Because the trial was part of a phase I/IIa study, Kashani admits the research team wasn’t prepared for the exceptionally positive results they saw.
“We weren’t really expecting anything significant since most of these patients had such severe disease,” Kashani said.
One patient’s vision was notably better when tested with an eye chart and measured an ability to read an impressive 17 more letters than before the implant. For two others, tests continue to show that their sight is improving, even if they aren’t able to see well enough to read yet.
For the next phase of the clinical trial, researchers will need to conduct a multi-centered trial with a larger cohort of subjects with more visual potential and less severe disease.
Extrapolating beyond the study, Humayun, also the director of the new USC Ginsburg Institute for Biomedical Therapeutics, hopes that one basic idea will have been proven: that stem cells can create replacement parts, organs, tissues and even cells.
“With the right kind of environment and support, you can actually treat very specific regions or diseases down to the cellular level,” Humayun said. “One aspect of that could be called precision medicine, and another aspect is that stem cell-based therapies are coming of age. This will be one of the first studies to land that point.”
Since the surgery, Kuehl notices little changes in her vision all the time. For example, she can make out the time on her watch again, and reading in general has become much easier. Often, she calls Kashani out of sheer excitement about something new she saw during the day. An avid fan of the opera, Kuehl says she can now read part or all of the subtitles during Metropolitan Opera screenings at local theaters. Remarkably, she can even see the whole faces of people again, whether in person or on television.
“I could only see half of people’s faces before on TV and couldn’t tell the characters apart,” Kuehl said. “But now that I can see better, I can follow the story.”
And with sparkling blue eyes filled with joy, she describes how excited she is to go hiking.
“I got my independence back, and I’m just so happy about it,” Kuehl said. “Now I don’t use a map on the trails, and I can read the trail names on the posts. I don’t need anything! I’m much more liberated.”

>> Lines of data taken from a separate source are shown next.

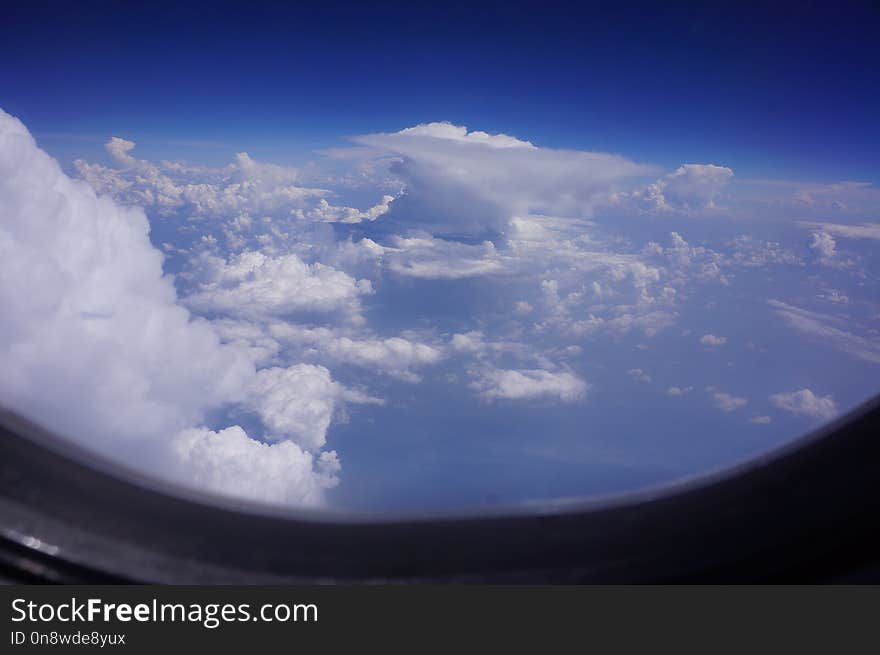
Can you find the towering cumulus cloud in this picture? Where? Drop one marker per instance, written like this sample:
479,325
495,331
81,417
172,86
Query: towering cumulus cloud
94,345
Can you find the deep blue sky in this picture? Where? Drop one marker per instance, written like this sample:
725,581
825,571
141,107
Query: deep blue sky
771,91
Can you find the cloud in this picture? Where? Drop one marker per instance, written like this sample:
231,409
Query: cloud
428,257
712,340
394,356
95,345
245,186
805,403
824,245
691,187
678,391
727,402
638,375
460,182
253,284
858,231
527,384
229,462
297,403
328,213
828,330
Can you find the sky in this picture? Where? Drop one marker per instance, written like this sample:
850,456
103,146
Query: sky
385,258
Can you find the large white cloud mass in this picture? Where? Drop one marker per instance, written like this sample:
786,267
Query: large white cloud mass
459,182
95,345
433,266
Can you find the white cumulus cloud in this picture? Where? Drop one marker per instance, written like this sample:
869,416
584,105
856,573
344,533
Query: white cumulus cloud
804,402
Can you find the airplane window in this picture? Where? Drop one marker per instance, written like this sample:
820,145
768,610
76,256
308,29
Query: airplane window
422,312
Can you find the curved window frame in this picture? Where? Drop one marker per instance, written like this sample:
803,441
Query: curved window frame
806,512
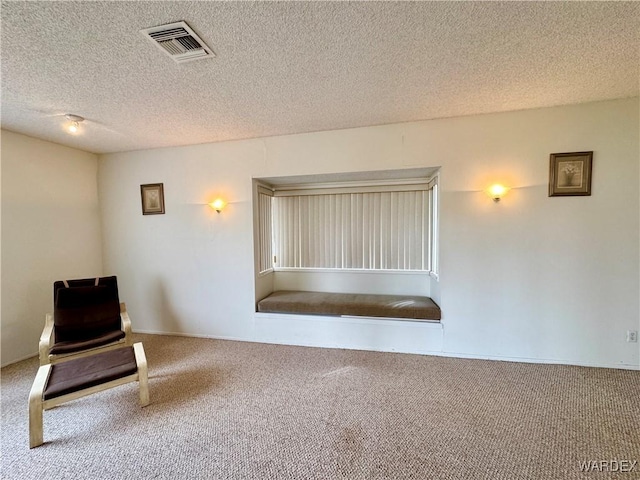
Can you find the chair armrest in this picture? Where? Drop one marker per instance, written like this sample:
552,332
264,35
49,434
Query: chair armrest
46,339
126,324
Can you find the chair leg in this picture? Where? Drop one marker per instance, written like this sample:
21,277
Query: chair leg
35,406
143,376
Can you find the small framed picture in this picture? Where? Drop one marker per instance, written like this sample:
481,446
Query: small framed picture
570,174
152,198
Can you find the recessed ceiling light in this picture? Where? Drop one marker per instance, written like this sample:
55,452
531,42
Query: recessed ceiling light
73,125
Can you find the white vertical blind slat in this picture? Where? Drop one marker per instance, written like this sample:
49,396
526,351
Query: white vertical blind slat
373,230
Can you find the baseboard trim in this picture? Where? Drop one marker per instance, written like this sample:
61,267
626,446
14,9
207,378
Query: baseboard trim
547,361
621,366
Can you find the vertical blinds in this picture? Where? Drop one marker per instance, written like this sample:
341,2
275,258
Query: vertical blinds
265,252
384,230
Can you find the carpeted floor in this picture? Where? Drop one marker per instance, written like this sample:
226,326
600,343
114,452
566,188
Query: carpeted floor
232,410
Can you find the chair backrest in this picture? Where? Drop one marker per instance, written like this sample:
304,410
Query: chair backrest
85,308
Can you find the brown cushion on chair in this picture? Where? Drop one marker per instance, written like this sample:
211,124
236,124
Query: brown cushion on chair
83,311
86,372
71,346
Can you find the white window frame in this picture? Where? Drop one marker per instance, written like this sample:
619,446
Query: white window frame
431,242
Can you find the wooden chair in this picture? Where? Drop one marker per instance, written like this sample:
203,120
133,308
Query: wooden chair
79,377
88,318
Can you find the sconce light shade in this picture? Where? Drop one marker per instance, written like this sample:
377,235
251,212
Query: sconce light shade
218,204
497,191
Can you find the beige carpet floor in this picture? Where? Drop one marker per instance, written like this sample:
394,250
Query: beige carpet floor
233,410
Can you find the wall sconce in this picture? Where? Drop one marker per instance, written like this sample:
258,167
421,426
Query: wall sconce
73,126
218,204
497,191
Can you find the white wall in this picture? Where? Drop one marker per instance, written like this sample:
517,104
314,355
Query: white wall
531,278
50,231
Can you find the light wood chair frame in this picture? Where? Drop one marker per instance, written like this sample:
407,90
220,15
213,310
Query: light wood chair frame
37,404
47,340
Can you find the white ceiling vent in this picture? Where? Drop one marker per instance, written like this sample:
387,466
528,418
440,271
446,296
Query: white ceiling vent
179,42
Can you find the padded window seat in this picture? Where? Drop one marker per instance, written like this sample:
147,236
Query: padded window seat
405,307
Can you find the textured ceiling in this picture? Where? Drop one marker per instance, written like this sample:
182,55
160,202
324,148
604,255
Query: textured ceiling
292,67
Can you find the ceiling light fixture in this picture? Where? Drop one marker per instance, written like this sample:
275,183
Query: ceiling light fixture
73,125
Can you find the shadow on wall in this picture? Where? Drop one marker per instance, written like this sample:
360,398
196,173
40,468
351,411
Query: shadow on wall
168,320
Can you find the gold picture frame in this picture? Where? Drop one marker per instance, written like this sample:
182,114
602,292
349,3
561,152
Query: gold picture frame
152,195
570,174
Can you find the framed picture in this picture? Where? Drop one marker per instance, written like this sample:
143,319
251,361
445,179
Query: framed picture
152,198
570,174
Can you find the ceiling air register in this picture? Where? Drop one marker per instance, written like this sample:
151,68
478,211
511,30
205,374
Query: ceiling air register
179,42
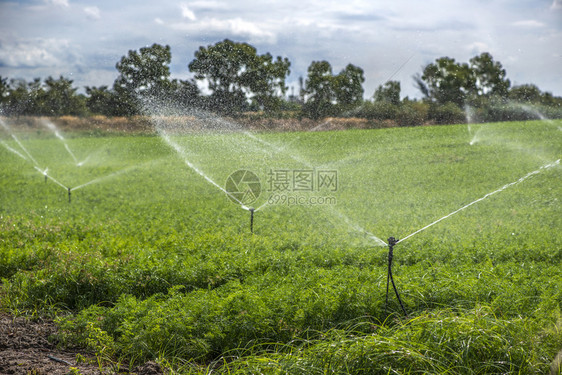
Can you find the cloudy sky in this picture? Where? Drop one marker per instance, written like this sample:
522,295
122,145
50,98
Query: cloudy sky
83,40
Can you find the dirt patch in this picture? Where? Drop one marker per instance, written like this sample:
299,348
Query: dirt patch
28,347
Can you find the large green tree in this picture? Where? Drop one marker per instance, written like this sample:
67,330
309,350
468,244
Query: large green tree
327,94
348,87
388,93
237,75
490,76
142,74
447,81
319,90
60,98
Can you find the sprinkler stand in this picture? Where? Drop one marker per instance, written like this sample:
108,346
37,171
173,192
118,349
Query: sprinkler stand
252,220
251,209
391,242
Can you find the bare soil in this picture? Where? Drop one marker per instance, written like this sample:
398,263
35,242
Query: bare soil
29,347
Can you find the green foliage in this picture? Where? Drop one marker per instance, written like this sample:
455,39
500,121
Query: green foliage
155,263
389,93
328,95
142,74
234,72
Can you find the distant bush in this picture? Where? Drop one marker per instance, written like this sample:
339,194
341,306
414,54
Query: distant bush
412,113
448,113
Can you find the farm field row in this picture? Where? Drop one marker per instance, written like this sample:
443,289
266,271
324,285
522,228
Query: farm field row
142,250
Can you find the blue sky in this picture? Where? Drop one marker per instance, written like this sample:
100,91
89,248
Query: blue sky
83,40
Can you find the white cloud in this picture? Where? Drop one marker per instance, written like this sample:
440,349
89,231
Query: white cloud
237,27
208,5
531,24
187,13
92,12
34,53
477,48
60,3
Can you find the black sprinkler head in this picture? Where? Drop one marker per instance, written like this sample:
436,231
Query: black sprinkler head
392,241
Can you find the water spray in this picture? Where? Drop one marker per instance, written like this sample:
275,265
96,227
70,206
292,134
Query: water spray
391,242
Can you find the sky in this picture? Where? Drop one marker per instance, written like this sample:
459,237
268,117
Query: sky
83,40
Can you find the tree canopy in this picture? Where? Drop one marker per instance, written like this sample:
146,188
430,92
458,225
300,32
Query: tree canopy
238,76
239,79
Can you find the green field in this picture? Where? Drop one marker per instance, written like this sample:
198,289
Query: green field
152,261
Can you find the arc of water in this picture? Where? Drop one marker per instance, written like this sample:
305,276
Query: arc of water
546,166
346,219
58,134
44,173
180,151
14,151
111,175
7,128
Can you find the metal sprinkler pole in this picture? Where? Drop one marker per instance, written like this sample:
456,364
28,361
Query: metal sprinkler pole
252,220
391,242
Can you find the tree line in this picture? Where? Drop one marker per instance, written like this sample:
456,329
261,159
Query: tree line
240,80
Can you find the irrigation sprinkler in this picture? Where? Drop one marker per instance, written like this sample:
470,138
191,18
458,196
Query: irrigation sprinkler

Disclosures: Regenerative Patch Technologies LLC was founded by Mark Humayun, M.D., Ph.D., and David R. Hinton, M.D., from the University of Southern California, and Dennis O. Clegg, Ph.D., from the University of California, Santa Barbara. The technology to produce the stem cell-based retinal implant is exclusively licensed to Regenerative Patch Technologies LLC from the University of Southern California, the California Institute of Technology and the University of California, Santa Barbara. Humayun and Hinton have an equity interest in and are consultants for Regenerative Patch Technologies LLC.